Both of the tips in this post aim to limit intellectual laziness in writing. One has to do with passive voice and the other with “to be” verbs. Writing in passive voice (e.g. “The post was tagged.”) and using “to be” verbs (“This blog is an example of social media.”) allow authors to make leaps that are unjustified and intellectually lazy. You may have noticed that passive voice and “to be” verbs go hand-in-hand; let’s see if we can bust ’em up.
By saying, “The post was tagged,” I allow myself to get away without saying who or what tagged the post. Becker (1986, p. 8 ) points out that such a sentence is a theoretical error and not just bad writing. I allow some abstract being to do the tagging, and that means my explanation of events is incomplete. Lazy! Instead, I should say, “I tagged the post.” Sure, it uses the same number of words, but who did the tagging and what was tagged are both clear in that sentence. That sentence avoids implicitly invoking abstract forces.
“This blog is an example of social media,” causes more confusion than it explains. Understanding the sentence requires that we know what a blog is and what social media is. Instead, I should describe what the blog does and how that makes it part of this superclass – social media. This tip – to stop equating things or calling them examples and instead to explain what’s happening – came from Karl Weick during a class in the fall of 2006.

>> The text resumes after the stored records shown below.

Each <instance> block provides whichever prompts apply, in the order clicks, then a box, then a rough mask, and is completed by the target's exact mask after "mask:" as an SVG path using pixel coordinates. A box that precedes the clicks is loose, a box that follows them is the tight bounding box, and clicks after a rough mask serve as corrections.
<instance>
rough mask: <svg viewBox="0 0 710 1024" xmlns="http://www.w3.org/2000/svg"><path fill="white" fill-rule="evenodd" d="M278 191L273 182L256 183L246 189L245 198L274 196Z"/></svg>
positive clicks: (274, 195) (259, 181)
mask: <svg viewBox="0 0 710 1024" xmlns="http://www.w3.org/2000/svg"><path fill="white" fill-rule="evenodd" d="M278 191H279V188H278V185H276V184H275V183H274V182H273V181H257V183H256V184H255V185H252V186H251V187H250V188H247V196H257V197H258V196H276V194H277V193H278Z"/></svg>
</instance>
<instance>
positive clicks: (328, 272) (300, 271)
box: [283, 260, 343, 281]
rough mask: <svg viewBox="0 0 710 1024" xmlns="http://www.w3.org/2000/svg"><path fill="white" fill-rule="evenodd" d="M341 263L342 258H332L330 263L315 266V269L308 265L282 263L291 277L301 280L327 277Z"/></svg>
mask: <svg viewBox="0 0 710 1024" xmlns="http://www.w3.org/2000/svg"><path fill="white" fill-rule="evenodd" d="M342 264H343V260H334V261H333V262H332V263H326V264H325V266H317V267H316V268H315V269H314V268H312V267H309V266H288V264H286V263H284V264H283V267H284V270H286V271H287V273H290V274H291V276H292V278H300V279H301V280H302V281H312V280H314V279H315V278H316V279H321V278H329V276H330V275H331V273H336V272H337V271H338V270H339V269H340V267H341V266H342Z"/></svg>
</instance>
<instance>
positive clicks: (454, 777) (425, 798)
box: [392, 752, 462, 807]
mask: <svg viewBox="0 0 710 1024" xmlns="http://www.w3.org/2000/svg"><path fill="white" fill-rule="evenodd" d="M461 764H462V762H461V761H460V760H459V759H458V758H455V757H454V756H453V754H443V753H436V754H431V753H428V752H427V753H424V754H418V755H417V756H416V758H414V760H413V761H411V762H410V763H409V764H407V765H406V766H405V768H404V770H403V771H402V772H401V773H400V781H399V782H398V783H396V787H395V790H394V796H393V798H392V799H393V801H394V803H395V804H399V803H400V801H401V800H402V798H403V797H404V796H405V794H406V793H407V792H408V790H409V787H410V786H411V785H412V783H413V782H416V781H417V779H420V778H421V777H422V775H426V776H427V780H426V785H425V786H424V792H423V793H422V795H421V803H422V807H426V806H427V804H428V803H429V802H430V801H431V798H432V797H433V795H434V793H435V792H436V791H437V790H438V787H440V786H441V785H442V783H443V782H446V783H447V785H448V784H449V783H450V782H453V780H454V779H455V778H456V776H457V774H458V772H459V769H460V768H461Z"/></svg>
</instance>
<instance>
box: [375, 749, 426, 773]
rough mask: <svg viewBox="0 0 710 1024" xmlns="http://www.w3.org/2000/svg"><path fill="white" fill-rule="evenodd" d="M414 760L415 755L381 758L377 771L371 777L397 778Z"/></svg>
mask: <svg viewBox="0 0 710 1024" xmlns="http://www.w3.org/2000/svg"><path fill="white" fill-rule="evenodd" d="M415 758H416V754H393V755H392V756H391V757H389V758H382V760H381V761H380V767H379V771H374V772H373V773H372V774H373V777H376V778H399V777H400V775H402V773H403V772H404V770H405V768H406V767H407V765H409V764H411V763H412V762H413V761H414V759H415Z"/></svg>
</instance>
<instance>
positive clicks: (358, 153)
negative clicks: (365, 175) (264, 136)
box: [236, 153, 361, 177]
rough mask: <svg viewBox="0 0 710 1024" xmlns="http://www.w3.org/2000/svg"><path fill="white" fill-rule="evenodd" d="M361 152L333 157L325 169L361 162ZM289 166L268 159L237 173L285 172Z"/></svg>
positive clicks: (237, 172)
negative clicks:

I find doing a “find and replace” search in Word where I replace “to be” verbs with highlighted versions of themselves to be very helpful. I was surprised to find that I’m not the only one who does that – Deborah De Rosa does it too. Highlighting all the places where I use “to be” verbs makes it easy for me to go back to each instance and make sure it’s appropriate. It’s worth a shot if you’re struggling from passivity and/or laziness.
I’m likely to blog about Becker’s book more as I work my way through it. In choosing a grounded theory and actor-network theory approach to my dissertation, I made sure it would be hard for me to write. Tips like Becker’s and Weick’s help keep me careful while writing, and that’s the help I need when trying to be descriptive without resorting prematurely to explanation.
Becker, H. (1986) Writing for Social Scientists. University of Chicago Press.
*Note: Becker’s book is hard to find sometimes.Â Thanks, Mom and Dad, for hunting it down in Portland for me!